The museum contains a variety of exhibits relating to Memphis history. One exhibit features a replica of the original Piggly Wiggly store, the first self-service grocery store, commemorating the invention of the supermarket by Memphian Clarence Saunders in 1916. Other permanent exhibits include 15th century Native American pottery, pre-Columbian artifacts, Clyde Parke's Miniature Circus, fossils and dinosaurs, and mounted animals. History exhibits focus on the roles of music and cotton on Memphis, the Civil War, the changing roles of women, and historic Black Memphians. The museum features several special exhibits each year.
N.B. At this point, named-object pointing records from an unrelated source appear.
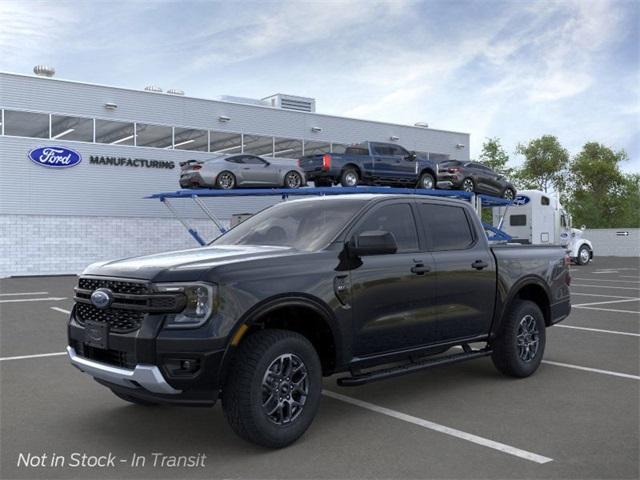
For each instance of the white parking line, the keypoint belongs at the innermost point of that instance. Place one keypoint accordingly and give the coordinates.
(485, 442)
(606, 280)
(22, 357)
(48, 299)
(608, 301)
(595, 370)
(61, 310)
(608, 310)
(598, 295)
(599, 330)
(605, 286)
(23, 293)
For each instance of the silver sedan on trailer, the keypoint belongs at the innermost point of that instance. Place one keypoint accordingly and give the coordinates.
(241, 170)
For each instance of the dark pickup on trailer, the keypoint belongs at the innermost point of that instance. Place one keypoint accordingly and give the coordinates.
(371, 163)
(371, 286)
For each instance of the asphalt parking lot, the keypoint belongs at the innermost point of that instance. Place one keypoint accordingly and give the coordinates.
(577, 417)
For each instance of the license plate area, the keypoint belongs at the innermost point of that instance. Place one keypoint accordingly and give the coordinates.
(96, 334)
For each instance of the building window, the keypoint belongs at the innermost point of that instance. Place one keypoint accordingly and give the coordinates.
(338, 147)
(287, 148)
(71, 128)
(190, 139)
(258, 145)
(114, 133)
(314, 148)
(157, 136)
(26, 124)
(225, 142)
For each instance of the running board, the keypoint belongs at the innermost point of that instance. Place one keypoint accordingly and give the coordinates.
(381, 374)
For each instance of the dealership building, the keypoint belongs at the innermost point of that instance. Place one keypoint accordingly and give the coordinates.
(128, 145)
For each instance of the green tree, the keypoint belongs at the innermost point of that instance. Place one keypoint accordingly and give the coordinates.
(494, 156)
(545, 164)
(600, 195)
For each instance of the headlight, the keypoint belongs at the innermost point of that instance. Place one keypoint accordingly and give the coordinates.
(200, 299)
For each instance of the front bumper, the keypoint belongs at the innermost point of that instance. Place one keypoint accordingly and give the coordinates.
(148, 377)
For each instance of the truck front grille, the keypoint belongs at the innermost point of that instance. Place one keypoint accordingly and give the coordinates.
(119, 320)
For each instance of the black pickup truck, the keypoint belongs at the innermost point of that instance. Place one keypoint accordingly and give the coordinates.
(371, 286)
(371, 163)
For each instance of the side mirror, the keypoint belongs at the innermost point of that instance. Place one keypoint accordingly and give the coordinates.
(373, 242)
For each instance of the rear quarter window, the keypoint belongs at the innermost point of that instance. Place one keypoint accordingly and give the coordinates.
(446, 226)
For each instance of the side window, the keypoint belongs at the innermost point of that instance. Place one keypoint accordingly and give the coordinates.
(396, 219)
(517, 220)
(448, 227)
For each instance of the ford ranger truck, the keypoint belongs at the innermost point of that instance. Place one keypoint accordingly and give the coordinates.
(366, 286)
(371, 163)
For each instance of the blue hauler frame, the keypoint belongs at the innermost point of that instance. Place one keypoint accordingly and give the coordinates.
(479, 201)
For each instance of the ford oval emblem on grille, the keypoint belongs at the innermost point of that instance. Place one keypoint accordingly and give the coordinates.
(55, 157)
(102, 298)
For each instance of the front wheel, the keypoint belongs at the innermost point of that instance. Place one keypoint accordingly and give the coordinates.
(293, 179)
(584, 255)
(426, 181)
(518, 349)
(273, 388)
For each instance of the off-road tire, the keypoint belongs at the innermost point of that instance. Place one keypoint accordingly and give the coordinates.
(579, 259)
(506, 356)
(137, 401)
(344, 177)
(242, 391)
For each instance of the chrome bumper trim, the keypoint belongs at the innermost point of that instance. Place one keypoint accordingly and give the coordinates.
(148, 377)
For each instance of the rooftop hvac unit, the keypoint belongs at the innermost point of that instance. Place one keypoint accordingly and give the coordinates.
(291, 102)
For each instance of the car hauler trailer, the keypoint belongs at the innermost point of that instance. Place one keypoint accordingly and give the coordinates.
(537, 218)
(478, 201)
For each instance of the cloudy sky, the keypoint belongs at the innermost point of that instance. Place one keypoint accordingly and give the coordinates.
(515, 69)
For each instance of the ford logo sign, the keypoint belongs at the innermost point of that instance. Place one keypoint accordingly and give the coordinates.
(55, 157)
(521, 200)
(102, 298)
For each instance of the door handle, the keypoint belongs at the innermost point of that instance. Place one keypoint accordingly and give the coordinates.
(420, 269)
(479, 264)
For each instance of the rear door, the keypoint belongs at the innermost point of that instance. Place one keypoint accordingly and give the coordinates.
(466, 271)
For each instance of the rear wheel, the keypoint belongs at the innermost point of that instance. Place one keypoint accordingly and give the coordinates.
(518, 349)
(137, 401)
(273, 388)
(427, 181)
(349, 177)
(226, 180)
(584, 255)
(293, 179)
(468, 185)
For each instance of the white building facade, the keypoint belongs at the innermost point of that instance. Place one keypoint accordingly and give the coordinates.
(129, 144)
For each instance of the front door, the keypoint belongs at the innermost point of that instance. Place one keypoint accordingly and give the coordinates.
(392, 294)
(466, 272)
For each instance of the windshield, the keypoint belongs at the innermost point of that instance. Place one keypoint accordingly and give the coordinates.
(304, 225)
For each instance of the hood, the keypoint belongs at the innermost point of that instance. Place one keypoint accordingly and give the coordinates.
(183, 265)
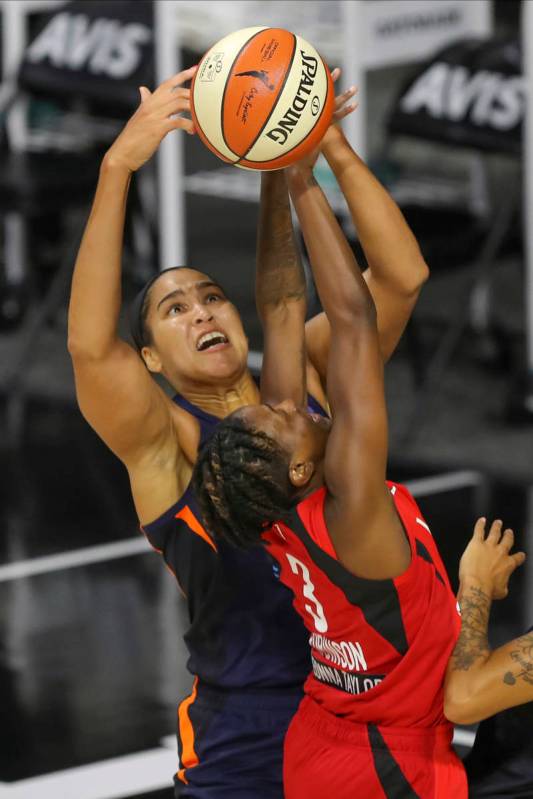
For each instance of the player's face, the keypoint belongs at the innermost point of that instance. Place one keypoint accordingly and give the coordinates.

==Planetarium and theater==
The Sharpe Planetarium, housed at the museum, features an 145-seat theater-in-the-round auditorium and offers public shows that project star fields, visual images, and laser lights on a domed ceiling. The Spotlight Giant Theater opened on January 21, 1995, and features a four-story high movable screen.

==Murals==
The original main entrance lobby of the Museum Mansion features a three-panel mural by Memphis artist Burton Callicott. The murals commemorate the discovery of the Mississippi River near the site of Memphis by the Spanish conquistador Hernando de Soto and his men, and their encounters with Native Americans. The three murals were commissioned in 1934 by the Public Works of Art Project of President Franklin D. Roosevelt's government, as part of a series of numerous art and public works projects to employ artists and others during the Great Depression. Callicott, who died in 2004, taught at the Memphis College of Art.